This is a simple example review utilising the project review and programme audit framework that I wrote about in the proceeding article.
In reality any review would be much more complex, especially in terms of how many facts would be gathered, that many of them would interrelated, and would need to be analysed for relationships before any result can be defined, however I wanted to least demonstrate how the framework 'works'.
The example I've chosen is hopefully one that is reasonably familiar to a great deal of my readership, that of n-tier (typically 3-tier) web architecture.
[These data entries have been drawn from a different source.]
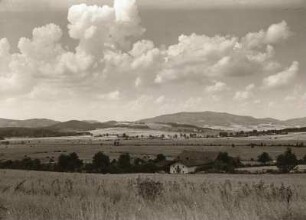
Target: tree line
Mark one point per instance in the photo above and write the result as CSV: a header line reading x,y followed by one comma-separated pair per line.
x,y
101,163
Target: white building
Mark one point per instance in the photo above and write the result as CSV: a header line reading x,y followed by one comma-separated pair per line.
x,y
189,161
301,168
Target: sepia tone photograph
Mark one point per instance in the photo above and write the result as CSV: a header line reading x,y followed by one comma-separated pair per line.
x,y
152,110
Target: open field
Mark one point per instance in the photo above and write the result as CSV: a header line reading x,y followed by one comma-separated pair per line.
x,y
87,146
59,196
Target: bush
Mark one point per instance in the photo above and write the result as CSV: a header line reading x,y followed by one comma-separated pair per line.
x,y
286,161
149,189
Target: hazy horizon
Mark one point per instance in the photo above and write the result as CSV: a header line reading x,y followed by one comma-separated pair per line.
x,y
142,59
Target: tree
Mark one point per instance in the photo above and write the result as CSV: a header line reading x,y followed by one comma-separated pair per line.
x,y
124,161
286,161
264,158
69,162
100,162
225,163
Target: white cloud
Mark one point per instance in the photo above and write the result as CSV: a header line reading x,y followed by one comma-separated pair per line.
x,y
115,95
273,35
112,61
216,87
245,94
32,5
282,78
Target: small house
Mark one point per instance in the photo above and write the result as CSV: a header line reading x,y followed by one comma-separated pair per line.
x,y
301,168
189,161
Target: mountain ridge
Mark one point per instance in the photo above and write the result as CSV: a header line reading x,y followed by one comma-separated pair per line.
x,y
206,119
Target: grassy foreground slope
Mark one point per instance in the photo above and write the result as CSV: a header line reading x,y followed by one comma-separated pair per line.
x,y
57,196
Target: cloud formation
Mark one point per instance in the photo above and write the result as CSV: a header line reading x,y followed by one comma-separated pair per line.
x,y
112,62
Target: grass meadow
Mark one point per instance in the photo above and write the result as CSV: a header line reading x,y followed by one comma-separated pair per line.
x,y
86,147
64,196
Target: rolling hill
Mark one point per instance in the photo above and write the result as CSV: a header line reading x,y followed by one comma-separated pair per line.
x,y
217,120
170,122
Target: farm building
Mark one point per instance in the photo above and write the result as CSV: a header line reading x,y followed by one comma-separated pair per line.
x,y
189,161
301,168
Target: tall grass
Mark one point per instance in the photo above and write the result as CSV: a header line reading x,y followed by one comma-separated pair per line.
x,y
57,196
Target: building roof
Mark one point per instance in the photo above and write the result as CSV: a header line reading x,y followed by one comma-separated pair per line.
x,y
300,167
196,158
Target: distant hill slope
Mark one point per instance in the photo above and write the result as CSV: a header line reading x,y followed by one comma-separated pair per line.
x,y
30,123
296,122
224,120
75,125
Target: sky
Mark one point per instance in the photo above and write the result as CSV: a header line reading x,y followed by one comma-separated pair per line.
x,y
128,60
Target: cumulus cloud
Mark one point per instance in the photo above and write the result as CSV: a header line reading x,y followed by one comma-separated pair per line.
x,y
112,61
245,94
282,78
216,87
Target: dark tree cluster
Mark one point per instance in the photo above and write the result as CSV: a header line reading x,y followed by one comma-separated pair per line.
x,y
101,163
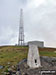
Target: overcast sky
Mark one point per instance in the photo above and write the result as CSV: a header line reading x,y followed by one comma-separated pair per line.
x,y
39,21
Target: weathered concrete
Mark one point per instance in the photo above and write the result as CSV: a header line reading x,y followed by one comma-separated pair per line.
x,y
48,64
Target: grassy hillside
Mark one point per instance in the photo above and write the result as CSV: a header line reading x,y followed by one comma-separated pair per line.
x,y
14,54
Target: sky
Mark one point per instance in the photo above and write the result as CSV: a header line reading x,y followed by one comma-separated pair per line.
x,y
39,18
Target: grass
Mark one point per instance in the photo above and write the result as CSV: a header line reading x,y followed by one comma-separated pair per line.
x,y
15,54
48,53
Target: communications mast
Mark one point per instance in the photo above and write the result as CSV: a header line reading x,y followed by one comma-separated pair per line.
x,y
21,30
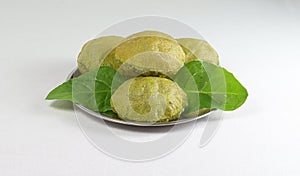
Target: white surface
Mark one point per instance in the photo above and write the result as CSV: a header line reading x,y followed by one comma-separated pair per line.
x,y
257,40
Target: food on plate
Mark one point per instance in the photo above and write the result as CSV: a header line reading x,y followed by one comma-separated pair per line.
x,y
150,77
94,51
149,99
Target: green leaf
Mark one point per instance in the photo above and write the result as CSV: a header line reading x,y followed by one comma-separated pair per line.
x,y
210,86
91,90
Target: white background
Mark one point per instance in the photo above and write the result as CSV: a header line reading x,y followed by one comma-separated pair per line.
x,y
257,40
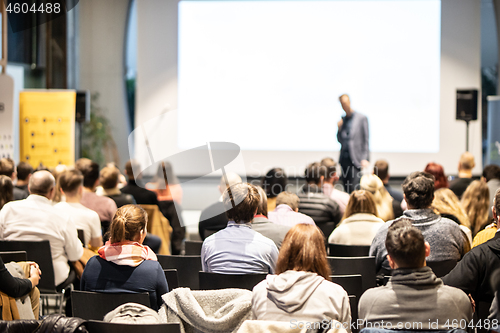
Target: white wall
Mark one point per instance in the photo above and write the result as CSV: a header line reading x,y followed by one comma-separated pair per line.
x,y
460,68
101,62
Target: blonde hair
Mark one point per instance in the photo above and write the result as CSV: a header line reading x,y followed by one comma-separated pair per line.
x,y
446,202
128,222
382,198
476,203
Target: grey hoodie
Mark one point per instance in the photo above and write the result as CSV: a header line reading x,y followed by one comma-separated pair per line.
x,y
300,296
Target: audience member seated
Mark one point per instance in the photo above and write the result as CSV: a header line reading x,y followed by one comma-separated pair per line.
x,y
472,274
124,264
381,169
262,225
465,166
491,175
19,287
35,219
213,218
8,168
169,193
6,190
24,172
302,289
103,206
322,209
141,195
238,249
476,204
71,185
287,211
444,236
413,294
108,178
387,207
447,205
274,182
330,183
360,222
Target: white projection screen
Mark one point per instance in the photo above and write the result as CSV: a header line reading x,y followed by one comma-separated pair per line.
x,y
267,75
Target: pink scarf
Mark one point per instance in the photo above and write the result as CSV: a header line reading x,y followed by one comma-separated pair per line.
x,y
126,253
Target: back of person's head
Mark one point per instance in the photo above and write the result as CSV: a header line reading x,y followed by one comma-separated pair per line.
x,y
7,167
405,244
288,198
418,188
89,170
381,197
6,190
24,170
70,181
108,177
476,203
41,182
313,173
446,202
262,207
491,171
360,201
381,169
241,202
329,167
274,182
127,224
467,161
228,180
437,170
303,249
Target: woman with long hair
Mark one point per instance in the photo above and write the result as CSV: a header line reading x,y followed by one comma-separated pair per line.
x,y
360,222
383,199
437,170
6,190
124,264
302,289
476,204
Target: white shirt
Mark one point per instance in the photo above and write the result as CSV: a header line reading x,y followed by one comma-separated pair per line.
x,y
84,219
35,219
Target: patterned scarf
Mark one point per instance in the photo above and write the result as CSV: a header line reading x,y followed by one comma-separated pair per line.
x,y
126,253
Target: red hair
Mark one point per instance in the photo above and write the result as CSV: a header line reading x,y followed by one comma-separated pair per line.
x,y
440,180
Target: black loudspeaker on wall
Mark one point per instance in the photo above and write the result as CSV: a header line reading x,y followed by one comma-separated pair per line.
x,y
467,104
82,111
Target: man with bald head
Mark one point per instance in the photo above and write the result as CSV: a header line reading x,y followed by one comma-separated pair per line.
x,y
213,218
465,166
35,219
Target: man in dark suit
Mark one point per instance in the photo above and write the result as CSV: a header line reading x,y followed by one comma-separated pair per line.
x,y
353,137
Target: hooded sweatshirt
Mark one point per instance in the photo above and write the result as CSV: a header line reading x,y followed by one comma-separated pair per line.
x,y
300,296
417,297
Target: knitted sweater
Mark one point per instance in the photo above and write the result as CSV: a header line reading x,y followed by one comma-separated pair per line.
x,y
443,235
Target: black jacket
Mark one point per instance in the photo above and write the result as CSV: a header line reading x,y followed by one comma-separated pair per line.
x,y
472,274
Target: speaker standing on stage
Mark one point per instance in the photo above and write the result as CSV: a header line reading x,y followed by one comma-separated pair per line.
x,y
353,137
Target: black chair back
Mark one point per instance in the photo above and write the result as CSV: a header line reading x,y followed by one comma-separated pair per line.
x,y
365,266
172,278
353,284
212,281
90,305
39,252
102,327
187,269
340,250
14,256
441,268
193,248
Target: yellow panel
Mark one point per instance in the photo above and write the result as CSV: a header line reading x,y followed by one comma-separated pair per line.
x,y
47,127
For those of you unfamiliar with this type of technology stack let me reassure you that the framework is still valid and that the example given is simple enough to demonstrate how the sections relate to produce the overall review.
Imagine if you will a large enterprise who currently have some problems with their online systems...
- Problem(s)
- Our Web Site won't scale to meet demand
- Fact(s)
- every so often web servers stop processing requests
- web servers keep going into a wait state
- the web servers are dependent upon the application servers
- application servers occasionally stop when responding to requests from the web servers
- the application servers 'pause' because they are swapping connections and session state between DB instances
- the application servers are dependent on the DB servers
- DB servers are randomly crashing
- when a DB server crashes the DB service fails over to another DB server (in an active / passive pair)
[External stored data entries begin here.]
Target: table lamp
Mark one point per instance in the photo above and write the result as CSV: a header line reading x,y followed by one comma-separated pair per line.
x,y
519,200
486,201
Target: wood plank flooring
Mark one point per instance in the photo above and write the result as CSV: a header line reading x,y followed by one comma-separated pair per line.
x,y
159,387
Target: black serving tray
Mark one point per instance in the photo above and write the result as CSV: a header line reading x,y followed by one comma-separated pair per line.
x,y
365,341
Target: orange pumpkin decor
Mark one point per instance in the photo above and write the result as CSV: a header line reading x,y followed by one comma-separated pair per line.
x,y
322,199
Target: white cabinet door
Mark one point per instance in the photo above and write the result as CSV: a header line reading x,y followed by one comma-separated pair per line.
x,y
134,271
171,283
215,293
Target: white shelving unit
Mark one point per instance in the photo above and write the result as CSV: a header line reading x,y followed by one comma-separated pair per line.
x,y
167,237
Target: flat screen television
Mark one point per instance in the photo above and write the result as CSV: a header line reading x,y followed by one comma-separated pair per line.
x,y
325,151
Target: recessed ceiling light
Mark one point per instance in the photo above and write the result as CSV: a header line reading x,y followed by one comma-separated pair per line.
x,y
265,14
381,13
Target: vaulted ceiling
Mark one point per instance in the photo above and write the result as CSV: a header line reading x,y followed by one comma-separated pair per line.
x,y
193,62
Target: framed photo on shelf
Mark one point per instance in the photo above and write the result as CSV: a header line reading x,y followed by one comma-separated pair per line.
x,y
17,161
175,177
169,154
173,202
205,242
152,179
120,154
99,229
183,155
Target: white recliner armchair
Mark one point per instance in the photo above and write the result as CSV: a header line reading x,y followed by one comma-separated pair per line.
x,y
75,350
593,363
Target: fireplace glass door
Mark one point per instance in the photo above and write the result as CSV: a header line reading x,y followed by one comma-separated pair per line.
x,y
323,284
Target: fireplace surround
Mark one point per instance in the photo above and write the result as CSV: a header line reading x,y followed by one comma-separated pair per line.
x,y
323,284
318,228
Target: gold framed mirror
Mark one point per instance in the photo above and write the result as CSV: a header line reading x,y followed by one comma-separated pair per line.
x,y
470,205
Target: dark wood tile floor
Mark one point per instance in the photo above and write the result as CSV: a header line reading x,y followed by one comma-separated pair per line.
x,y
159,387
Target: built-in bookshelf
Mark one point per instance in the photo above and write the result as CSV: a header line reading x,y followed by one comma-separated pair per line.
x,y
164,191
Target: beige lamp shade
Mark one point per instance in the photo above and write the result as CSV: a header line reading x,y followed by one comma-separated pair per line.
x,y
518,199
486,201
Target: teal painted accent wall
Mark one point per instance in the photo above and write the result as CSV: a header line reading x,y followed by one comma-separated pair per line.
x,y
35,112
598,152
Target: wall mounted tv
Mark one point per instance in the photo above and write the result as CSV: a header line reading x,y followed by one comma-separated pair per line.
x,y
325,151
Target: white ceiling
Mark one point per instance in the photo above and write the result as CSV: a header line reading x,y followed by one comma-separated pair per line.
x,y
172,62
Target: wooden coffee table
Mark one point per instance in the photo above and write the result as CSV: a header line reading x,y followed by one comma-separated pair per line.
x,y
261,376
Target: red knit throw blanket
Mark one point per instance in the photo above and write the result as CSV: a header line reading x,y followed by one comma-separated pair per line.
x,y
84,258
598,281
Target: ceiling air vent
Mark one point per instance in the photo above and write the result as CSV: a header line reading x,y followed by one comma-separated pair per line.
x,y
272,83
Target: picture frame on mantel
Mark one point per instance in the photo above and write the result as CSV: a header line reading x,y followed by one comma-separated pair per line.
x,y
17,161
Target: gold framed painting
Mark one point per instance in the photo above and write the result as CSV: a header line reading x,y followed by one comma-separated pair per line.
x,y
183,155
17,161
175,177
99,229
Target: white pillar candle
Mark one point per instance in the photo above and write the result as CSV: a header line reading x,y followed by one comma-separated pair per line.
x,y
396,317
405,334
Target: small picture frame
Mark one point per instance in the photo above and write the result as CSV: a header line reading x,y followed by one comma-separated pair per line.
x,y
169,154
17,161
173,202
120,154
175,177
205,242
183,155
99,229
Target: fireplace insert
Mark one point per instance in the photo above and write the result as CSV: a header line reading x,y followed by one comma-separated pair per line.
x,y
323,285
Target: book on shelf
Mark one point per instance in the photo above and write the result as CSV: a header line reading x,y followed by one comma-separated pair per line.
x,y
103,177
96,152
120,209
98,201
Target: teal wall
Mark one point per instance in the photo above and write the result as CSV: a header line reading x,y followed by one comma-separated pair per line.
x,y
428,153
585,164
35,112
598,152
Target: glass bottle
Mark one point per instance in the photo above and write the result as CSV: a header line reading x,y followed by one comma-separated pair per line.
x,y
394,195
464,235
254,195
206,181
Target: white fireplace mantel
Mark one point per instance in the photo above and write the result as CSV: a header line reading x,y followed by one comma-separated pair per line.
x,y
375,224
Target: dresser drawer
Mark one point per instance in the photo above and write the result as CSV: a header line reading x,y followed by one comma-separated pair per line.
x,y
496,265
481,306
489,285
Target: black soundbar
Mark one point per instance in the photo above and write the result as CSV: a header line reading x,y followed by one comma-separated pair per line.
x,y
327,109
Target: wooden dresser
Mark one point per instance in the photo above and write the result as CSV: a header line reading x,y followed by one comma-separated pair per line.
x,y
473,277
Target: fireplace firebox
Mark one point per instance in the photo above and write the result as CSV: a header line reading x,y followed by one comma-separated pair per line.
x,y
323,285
- the DB servers were due to be patched
- the DB servers have not yet been patched
- every so often web servers stop processing requests
- Result(s)
- Because the DB servers have not been patched, which fixes a known problem, they have a tendency to run out of resources, which means that the DB fails over to a near by active / passive instance, the Application servers which are managing session state also then attempt to change the DB server they are connected to and pause whilst this is going on, the web servers are similarly affected in that they are waiting to connect to application servers which are now negotiating the new DB server connection
- Conclusion(s)
- unless the web site improves it stability, it will be unable to scale, or to be scaled further, which would mean that it would continue to fail to meet demand and the organisations plans for online growth and uptake, potentially damaging the companies brand and online reputation
- Recommendation(s)
- patch the DB servers
- perform regression, User Acceptance Testing (UAT), non-functional, HA, backup and recovery, and performance testing as appropriate
- Investigate implementing systems monitoring tools and technology which can be connected at every layer in a n-tier system so as to more easily and quickly identify possibly root cause
- patch the DB servers
What I hope to demonstrate to you is the viability of the framework, and how data and facts gathered can be extremely interdependent and that the data and facts hold the key to resolving the issues at hand. Hopefully this is an adequate example to draw out those themes and I wish you all the best of luck in the reviews and audits you actually go on to and continue to perform. Let me know if you use the framework I describe and how you get on with implementing it.